Under the new program, any woman with a valid medicare card and an ultrasound to confirm the gestational age of the fetus is eligible to receive Mifegymiso.

Only 41 doctors and pharmacists trained

Health Minister Victor Boudreau followed through Friday on a pledge made in April to provide the abortion pill free of charge. (CBC)
But the drug can only be obtained with a prescription from a doctor who has completed the six-hour training required to prescribe it.

It's unclear how many New Brunswick doctors have the training.

According to the Society of Obstetricians and Gynecologists of Canada,  41 doctors and pharmacists combined had completed the training as of mid-June, while another 15 members of the two professions had registered.

The training program is no longer mandatory for pharmacists.

When Boudreau announced the program in April, he said it was also a "call-out" to interested doctors to get the necessary training, so the drug could be offered as soon as possible. 

"As Mifegymiso becomes more widely available throughout the country and New Brunswick, we commit to working with physicians, as well as pharmaceutical distributors, to ensure timely and universal coverage for all New Brunswick women," Boudreau had said. 

'Could be a game changer'

Action Canada for Sexual Health and Rights commended the government Friday for taking leadership on the contentious issue.

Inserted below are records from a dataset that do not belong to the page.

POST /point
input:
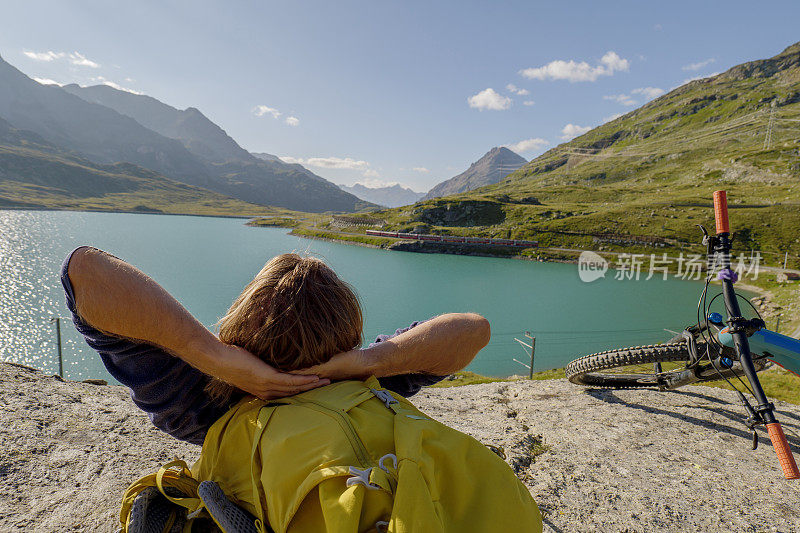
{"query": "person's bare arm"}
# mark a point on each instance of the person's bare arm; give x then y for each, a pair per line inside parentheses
(439, 347)
(119, 299)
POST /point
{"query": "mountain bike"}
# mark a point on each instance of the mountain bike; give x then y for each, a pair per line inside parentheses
(713, 348)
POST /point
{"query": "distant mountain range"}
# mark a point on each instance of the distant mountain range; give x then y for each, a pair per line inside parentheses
(495, 165)
(652, 171)
(36, 174)
(104, 126)
(393, 196)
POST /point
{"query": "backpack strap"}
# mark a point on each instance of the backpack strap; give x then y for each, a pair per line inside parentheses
(259, 498)
(173, 480)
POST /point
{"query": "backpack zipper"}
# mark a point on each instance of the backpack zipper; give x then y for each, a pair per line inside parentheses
(355, 441)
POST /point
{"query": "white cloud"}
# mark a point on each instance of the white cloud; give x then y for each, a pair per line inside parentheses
(527, 145)
(80, 60)
(334, 163)
(627, 99)
(623, 99)
(700, 64)
(117, 86)
(76, 58)
(337, 162)
(649, 92)
(261, 110)
(44, 56)
(574, 71)
(376, 184)
(571, 131)
(704, 76)
(516, 90)
(370, 173)
(489, 99)
(48, 81)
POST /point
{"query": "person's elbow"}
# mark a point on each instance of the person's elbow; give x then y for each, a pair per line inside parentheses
(82, 260)
(481, 330)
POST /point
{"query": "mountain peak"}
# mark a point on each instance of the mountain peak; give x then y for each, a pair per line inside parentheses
(491, 168)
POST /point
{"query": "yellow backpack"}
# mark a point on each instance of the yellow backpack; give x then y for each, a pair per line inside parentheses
(352, 457)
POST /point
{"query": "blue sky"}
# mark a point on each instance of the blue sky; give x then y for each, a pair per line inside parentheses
(379, 91)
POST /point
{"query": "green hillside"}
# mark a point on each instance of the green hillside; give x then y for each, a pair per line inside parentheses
(651, 172)
(35, 174)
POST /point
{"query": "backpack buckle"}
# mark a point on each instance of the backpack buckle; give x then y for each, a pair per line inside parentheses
(385, 397)
(358, 476)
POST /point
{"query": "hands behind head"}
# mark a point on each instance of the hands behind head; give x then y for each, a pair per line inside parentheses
(242, 369)
(354, 364)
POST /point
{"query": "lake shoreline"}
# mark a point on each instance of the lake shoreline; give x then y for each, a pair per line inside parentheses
(123, 212)
(767, 296)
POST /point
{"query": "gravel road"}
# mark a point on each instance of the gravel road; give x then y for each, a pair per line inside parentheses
(594, 460)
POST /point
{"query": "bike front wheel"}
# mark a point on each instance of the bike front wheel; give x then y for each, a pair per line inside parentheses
(656, 365)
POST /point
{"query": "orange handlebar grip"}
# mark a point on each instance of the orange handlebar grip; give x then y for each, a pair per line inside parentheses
(721, 211)
(782, 450)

"Making medical abortion more easily available is an important way to expand both choice and access," Frédérique Chabot, the organizaton's health information officer said in a government release.

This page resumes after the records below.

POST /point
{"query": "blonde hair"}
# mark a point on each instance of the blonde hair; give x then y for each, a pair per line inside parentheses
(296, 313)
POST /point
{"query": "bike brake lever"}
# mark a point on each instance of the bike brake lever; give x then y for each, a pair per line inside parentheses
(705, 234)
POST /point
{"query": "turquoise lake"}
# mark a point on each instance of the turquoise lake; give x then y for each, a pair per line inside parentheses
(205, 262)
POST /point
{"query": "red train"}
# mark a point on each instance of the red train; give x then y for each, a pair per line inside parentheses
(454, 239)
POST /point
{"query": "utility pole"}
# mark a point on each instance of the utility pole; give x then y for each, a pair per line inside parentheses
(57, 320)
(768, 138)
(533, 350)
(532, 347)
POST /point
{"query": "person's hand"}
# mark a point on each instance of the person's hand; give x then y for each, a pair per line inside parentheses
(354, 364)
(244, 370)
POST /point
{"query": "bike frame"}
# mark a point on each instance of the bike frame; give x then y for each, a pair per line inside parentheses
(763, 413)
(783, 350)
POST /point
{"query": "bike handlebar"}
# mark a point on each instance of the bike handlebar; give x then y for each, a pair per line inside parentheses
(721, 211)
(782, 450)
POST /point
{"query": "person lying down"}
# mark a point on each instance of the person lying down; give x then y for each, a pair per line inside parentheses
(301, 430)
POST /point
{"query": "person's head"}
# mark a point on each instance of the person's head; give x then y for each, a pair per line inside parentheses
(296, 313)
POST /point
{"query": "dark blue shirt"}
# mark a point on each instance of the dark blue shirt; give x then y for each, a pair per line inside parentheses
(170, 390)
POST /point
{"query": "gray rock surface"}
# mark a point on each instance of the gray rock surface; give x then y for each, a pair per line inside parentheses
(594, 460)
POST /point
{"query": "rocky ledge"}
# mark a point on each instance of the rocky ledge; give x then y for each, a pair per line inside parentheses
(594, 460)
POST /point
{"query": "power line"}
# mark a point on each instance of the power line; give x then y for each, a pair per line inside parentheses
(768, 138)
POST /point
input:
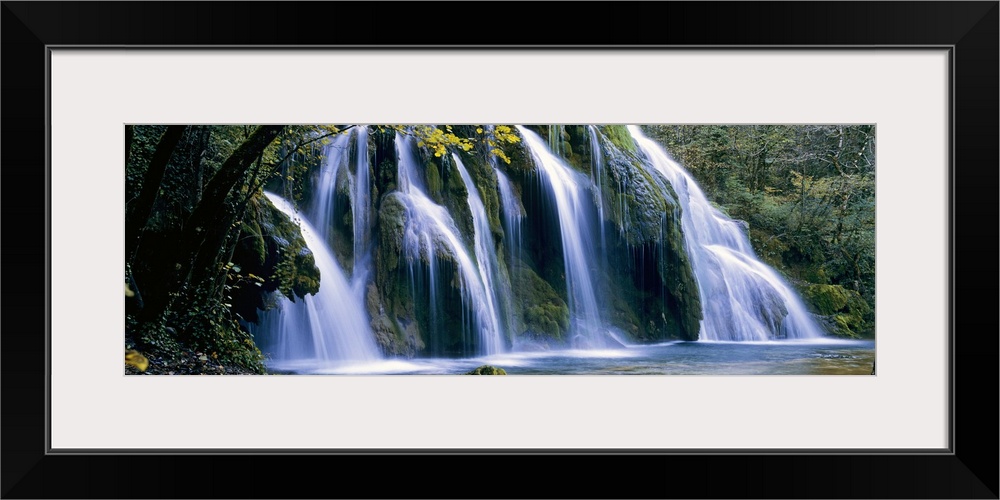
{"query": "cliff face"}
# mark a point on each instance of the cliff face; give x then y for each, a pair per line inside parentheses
(419, 301)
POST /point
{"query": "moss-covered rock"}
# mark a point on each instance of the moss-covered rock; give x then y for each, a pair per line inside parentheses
(488, 370)
(543, 312)
(843, 311)
(294, 273)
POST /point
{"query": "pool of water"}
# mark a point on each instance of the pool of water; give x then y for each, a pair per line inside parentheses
(812, 357)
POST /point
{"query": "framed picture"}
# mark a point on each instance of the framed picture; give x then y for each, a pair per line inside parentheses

"For people in remote and rural areas, this could be a game changer," he said.

Beth Lyons, executive director of the New Brunswick Women's Council, said she hopes access to Mifegymiso will be expanded. (CBC)
Beth Lyons, executive director of the New Brunswick Women's Council, agrees the program is a major step forward.

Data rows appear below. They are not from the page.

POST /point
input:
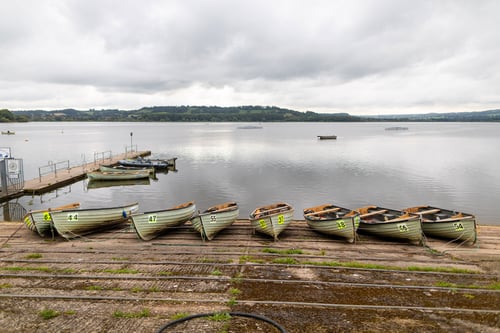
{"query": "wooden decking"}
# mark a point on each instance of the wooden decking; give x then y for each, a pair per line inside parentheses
(64, 177)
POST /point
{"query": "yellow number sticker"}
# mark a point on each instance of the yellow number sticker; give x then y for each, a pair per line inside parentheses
(403, 227)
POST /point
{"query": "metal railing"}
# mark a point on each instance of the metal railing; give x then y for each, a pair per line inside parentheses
(52, 167)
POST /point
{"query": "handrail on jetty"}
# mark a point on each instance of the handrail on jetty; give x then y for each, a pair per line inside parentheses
(53, 167)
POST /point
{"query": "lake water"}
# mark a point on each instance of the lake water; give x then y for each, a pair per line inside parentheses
(449, 165)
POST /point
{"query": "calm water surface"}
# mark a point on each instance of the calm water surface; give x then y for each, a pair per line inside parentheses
(449, 165)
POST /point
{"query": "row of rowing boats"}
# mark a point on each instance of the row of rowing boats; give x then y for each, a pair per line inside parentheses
(411, 224)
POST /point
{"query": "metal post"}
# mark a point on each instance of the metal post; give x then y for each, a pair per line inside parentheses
(131, 149)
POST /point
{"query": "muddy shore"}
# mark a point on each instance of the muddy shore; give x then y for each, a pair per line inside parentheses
(306, 282)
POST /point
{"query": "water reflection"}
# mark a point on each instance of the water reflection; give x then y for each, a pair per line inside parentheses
(438, 164)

She hopes access to the drug will be expanded, however, to include people who are living in New Brunswick but don't have valid medicare cards.

"We're thinking particularly of students who are from out of province but not out of country, or for newcomers, and seeing if there's going to be a mechanism to extend coverage to them."

Lyons said she is also pleased that some other restrictions have been lifted. For example, Mifegymiso will not have to be taken in the presence of a doctor, and pharmacists will be able to dispense the medication directly.

Clinic abortions not covered

In 2014, Premier Brian Gallant removed the requirement for women seeking a provincially-funded abortion to have the consent of two doctors.

But the province only pays for the procedure if it's performed at a hospital in one of two cities, Bathurst or Moncton. Women who have the procedure performed at a private clinic must pay $700 to $850 out of pocket.

The Gallant government gave consideration to the question of entering into a contract with private abortion clinics, documents obtained by CBC News under Right to Information laws revealed.

In April, Boudreau said that was still a possibility, although "not in the near future."

Mifegymiso is a combination of mifepristone and misoprostolis, which act together to terminate the pregnancy and expel the contents of the uterus.

The drug, sometimes pronounced MIFFY-guy-MEE-soh, or MIFFAH-guy-MEE-soh, is manufactured by Celopharma.

Health Canada said an estimated one in 20 women using the drug will require a follow-up surgical procedure because their pregnancy is not successfully terminated.

One death occurred in Canada during the clinical trial of mifepristone, according to the Health Canada website.